Qualcomm AI Engine Direct - GA Static QWEN2.5 0.5B #12054

winskuo-quic · 2025-06-27T08:46:53Z

Summary

Static Qwen2.5 0.5b enablement.
Please use 16a8w for qwen as other quant configs are not yet fully supported.

Script
python examples/qualcomm/oss_scripts/llama/llama.py -b build-android -s $DEVICE -m SM8650 --prompt "Hello, how are you?" --temperature 0 --model_mode kv--max_seq_len 128 --ptq 16a8w --decoder_model qwen2_5

Stats

SM8650

SM8750

Test plan

python backends/qualcomm/tests/test_qnn_delegate.py -k TestExampleLLMScript.test_qwen2_5 --model SM8650 --build_folder build-android/ --executorch_root . -s $DEVICE --artifact ./qwen2_5

Author: @haowhsu-quic, @winskuo-quic

pytorch-bot · 2025-06-27T08:46:57Z

🔗 Helpful Links

🧪 See artifacts and rendered test results at hud.pytorch.org/pr/pytorch/executorch/12054

📄 Preview Python docs built from this PR

Note: Links to docs will display an error until the docs builds have been completed.

❌ 2 New Failures, 1 Pending, 2 Unrelated Failures

As of commit 7beed6e with merge base 6ac5df2 ():

NEW FAILURES - The following jobs have failed:

pull / test-build-wasm-linux / linux-job (gh)
RuntimeError: Command docker exec -t abdf5f6f0eae194dc1e2c1177c55d2880d380c34d2f3ea6dcf9cd93142feeb9a /exec failed with exit code 1
pull / test-eval_llama-mmlu-linux / linux-job (gh)
RuntimeError: Command docker exec -t df7b5b6cd98c59b333f0e70e47ebe933b7d97fb5e3da8d4e585f2267805912c1 /exec failed with exit code 1

BROKEN TRUNK - The following jobs failed but were present on the merge base:

👉 Rebase onto the `viable/strict` branch to avoid these failures

pull / test-models-linux (mobilebert, portable, linux.2xlarge) / linux-job (gh) (trunk failure)
##[error]The operation was canceled.
pull / test-models-linux (mobilebert, xnnpack-quantization-delegation, linux.2xlarge) / linux-job (gh) (trunk failure)
##[error]The operation was canceled.

This comment was automatically generated by Dr. CI and updates every 15 minutes.
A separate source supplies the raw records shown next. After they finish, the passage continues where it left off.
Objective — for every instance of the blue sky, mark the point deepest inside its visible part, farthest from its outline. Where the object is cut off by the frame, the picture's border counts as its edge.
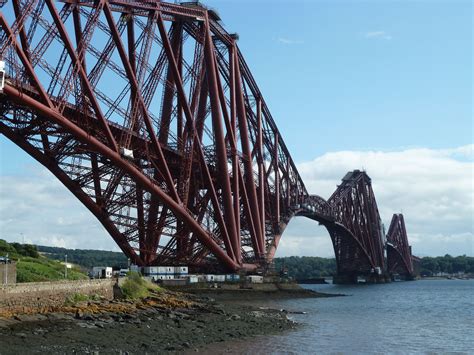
(381, 85)
(343, 75)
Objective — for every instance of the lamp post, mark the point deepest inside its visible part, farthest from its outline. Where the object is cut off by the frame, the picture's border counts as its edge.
(6, 270)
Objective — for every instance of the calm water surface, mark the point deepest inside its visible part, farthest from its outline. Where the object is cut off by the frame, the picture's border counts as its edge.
(435, 316)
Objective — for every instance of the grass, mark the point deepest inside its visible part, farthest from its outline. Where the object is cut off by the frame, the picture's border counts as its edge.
(135, 287)
(42, 269)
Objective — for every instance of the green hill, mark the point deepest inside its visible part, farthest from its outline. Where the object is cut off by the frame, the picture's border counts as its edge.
(85, 257)
(33, 267)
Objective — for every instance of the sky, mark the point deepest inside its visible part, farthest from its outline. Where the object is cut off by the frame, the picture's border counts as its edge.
(383, 86)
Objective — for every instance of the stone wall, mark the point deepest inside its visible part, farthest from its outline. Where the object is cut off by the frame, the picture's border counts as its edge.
(51, 294)
(10, 276)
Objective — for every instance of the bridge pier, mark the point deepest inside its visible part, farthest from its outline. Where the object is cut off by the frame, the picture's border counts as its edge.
(353, 279)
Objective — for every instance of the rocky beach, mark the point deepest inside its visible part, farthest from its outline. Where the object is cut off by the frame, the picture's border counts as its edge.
(166, 321)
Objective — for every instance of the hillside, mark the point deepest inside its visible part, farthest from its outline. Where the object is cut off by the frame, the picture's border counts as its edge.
(33, 267)
(85, 257)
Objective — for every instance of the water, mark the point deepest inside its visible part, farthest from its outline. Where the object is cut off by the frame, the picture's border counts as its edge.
(432, 316)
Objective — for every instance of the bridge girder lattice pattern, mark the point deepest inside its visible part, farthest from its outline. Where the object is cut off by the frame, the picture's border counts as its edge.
(352, 219)
(149, 115)
(399, 257)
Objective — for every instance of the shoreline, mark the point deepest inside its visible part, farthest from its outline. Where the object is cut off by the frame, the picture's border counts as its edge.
(167, 322)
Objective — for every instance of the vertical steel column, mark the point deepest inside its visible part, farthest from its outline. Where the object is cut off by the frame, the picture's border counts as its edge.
(245, 141)
(220, 142)
(235, 157)
(261, 168)
(277, 181)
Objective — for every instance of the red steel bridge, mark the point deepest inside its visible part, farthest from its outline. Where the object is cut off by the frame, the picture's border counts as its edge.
(148, 113)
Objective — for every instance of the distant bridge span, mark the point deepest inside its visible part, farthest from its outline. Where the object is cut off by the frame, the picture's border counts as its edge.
(148, 113)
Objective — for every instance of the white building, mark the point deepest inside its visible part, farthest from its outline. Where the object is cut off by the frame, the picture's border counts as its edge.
(101, 272)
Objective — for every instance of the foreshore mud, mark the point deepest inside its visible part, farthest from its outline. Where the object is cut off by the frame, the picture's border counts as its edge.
(165, 322)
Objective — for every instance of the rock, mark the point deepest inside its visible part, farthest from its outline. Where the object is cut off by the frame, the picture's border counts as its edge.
(186, 345)
(79, 314)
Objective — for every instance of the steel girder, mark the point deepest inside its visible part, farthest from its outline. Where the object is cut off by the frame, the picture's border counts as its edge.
(355, 208)
(399, 257)
(352, 219)
(149, 115)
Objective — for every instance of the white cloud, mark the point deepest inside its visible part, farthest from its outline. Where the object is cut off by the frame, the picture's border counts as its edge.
(433, 188)
(378, 35)
(38, 208)
(289, 41)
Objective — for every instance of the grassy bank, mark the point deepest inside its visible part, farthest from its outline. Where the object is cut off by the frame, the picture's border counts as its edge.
(33, 267)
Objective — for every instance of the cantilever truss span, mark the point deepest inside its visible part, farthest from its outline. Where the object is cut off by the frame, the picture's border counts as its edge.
(147, 112)
(352, 219)
(399, 257)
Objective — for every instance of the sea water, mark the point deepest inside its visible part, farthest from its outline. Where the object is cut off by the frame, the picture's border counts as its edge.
(427, 316)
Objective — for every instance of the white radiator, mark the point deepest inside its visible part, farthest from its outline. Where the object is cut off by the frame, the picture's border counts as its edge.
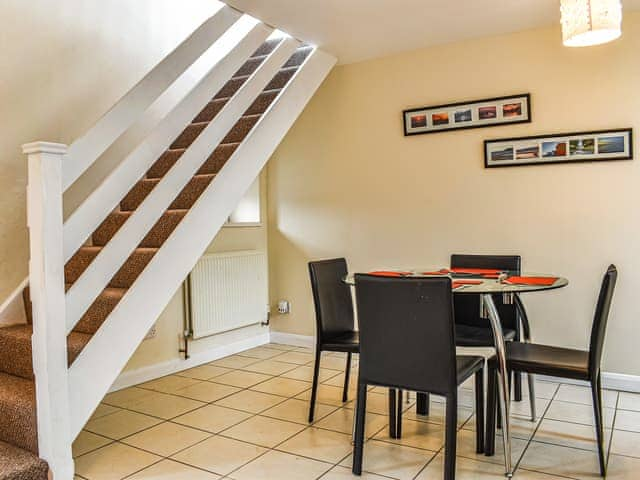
(228, 291)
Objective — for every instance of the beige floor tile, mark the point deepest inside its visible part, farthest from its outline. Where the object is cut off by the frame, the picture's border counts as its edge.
(112, 462)
(121, 424)
(305, 373)
(219, 455)
(576, 413)
(281, 466)
(103, 410)
(285, 387)
(557, 460)
(208, 391)
(623, 468)
(242, 379)
(330, 395)
(87, 442)
(234, 361)
(170, 470)
(629, 401)
(212, 418)
(263, 431)
(319, 444)
(467, 469)
(169, 384)
(166, 439)
(344, 473)
(628, 420)
(250, 401)
(165, 406)
(297, 411)
(467, 448)
(580, 394)
(261, 353)
(204, 372)
(126, 397)
(395, 461)
(298, 358)
(626, 443)
(428, 436)
(572, 435)
(270, 367)
(342, 421)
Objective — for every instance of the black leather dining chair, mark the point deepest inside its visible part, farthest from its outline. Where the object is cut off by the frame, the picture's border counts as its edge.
(561, 362)
(407, 342)
(335, 325)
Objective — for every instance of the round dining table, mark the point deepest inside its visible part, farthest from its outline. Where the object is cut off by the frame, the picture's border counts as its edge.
(487, 284)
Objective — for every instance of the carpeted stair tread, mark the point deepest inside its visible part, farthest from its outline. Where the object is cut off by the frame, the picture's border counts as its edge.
(124, 278)
(97, 313)
(154, 239)
(15, 349)
(183, 201)
(241, 129)
(18, 412)
(19, 464)
(188, 135)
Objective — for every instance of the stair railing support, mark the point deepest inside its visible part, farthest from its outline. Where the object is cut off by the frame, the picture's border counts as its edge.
(46, 277)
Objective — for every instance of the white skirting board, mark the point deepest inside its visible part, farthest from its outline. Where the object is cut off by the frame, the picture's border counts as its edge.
(610, 380)
(145, 374)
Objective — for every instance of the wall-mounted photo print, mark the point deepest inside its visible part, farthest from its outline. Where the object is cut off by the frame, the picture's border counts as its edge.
(561, 148)
(478, 113)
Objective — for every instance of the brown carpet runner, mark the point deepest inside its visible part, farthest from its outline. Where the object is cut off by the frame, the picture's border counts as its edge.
(18, 437)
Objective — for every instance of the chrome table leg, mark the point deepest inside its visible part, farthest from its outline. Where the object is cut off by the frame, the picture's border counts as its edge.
(503, 382)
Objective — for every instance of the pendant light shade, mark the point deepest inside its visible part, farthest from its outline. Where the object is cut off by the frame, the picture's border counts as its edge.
(590, 22)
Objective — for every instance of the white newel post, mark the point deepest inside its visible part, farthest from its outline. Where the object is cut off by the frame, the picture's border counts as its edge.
(46, 278)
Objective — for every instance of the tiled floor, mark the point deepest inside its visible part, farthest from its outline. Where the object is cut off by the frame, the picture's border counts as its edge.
(244, 418)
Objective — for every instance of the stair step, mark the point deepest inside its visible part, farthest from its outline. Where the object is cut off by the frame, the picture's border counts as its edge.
(18, 412)
(15, 349)
(298, 57)
(188, 135)
(99, 310)
(154, 239)
(19, 464)
(123, 278)
(241, 129)
(211, 166)
(281, 78)
(211, 110)
(260, 105)
(231, 87)
(185, 199)
(267, 47)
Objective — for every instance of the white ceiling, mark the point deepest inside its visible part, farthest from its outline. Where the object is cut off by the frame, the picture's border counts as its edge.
(356, 30)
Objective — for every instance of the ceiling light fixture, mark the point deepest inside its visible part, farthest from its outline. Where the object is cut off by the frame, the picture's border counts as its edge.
(590, 22)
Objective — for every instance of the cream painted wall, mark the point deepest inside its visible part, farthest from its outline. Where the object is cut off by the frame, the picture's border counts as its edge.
(165, 345)
(346, 182)
(64, 64)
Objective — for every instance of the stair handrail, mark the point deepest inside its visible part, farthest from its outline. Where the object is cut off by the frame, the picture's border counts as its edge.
(84, 151)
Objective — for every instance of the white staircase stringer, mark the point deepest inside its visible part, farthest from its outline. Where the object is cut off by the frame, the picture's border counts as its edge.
(107, 353)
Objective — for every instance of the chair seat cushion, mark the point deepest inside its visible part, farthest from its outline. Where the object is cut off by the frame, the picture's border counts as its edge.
(471, 336)
(546, 360)
(346, 342)
(467, 365)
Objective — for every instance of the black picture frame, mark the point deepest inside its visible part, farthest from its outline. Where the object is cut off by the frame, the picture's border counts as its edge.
(486, 112)
(558, 148)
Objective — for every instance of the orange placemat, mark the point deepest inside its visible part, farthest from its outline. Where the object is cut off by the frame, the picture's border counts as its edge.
(542, 281)
(383, 273)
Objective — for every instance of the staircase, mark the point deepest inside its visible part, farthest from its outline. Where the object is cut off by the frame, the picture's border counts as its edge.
(99, 280)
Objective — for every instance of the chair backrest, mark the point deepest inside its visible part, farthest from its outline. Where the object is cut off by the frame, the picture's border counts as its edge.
(599, 328)
(407, 337)
(332, 298)
(467, 307)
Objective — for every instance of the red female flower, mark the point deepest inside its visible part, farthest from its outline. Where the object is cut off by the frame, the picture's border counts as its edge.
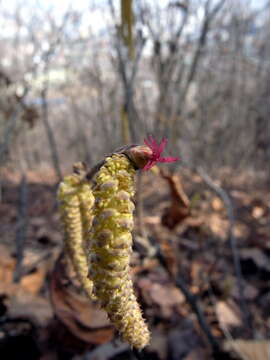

github-actions · 2025-06-27T08:47:31Z

This PR needs a `release notes:` label

If your change should be included in the release notes (i.e. would users of this library care about this change?), please use a label starting with release notes:. This helps us keep track and include your important work in the next release notes.

To add a label, you can comment to pytorchbot, for example
@pytorchbot label "release notes: none"

For more information, see
https://github.com/pytorch/pytorch/wiki/PyTorch-AutoLabel-Bot#why-categorize-for-release-notes-and-how-does-it-work.

winskuo-quic · 2025-06-27T08:48:57Z

Hi @billmguo, @cccclai,

This is a draft for qwen2.5 0.5 using static nn.Module structure.
Please notice this is just a draft as the accuracy for the model is still bad.

Thanks

cccclai · 2025-06-27T16:57:24Z

Thanks! If it's just the accuracy is bad, @rohansjoshi has been making progress on this. Can qwen model run with this PR (don't need to be accurate)?

cccclai · 2025-06-27T17:00:00Z

examples/qualcomm/oss_scripts/qwen/model/static_qwen.py

+from transformers.configuration_utils import PretrainedConfig
+
+
+class RMSNorm(nn.Module):


I think we need to have the same static llama file (maybe with some branches) instead of starting a new static qwen model

Thanks for reviewing the PR. We are trying to have a static decoder file that can be shared across all GA decoder models + LLama.
For this draft, we are just making sure e2e flow is working, and we will work on merging all static decoder files to 1.

winskuo-quic · 2025-06-30T00:47:10Z

Thanks! If it's just the accuracy is bad, @rohansjoshi has been making progress on this. Can qwen model run with this PR (don't need to be accurate)?

Yes. The can model can run with this PR.
I have an example script and stats shared in the summary section.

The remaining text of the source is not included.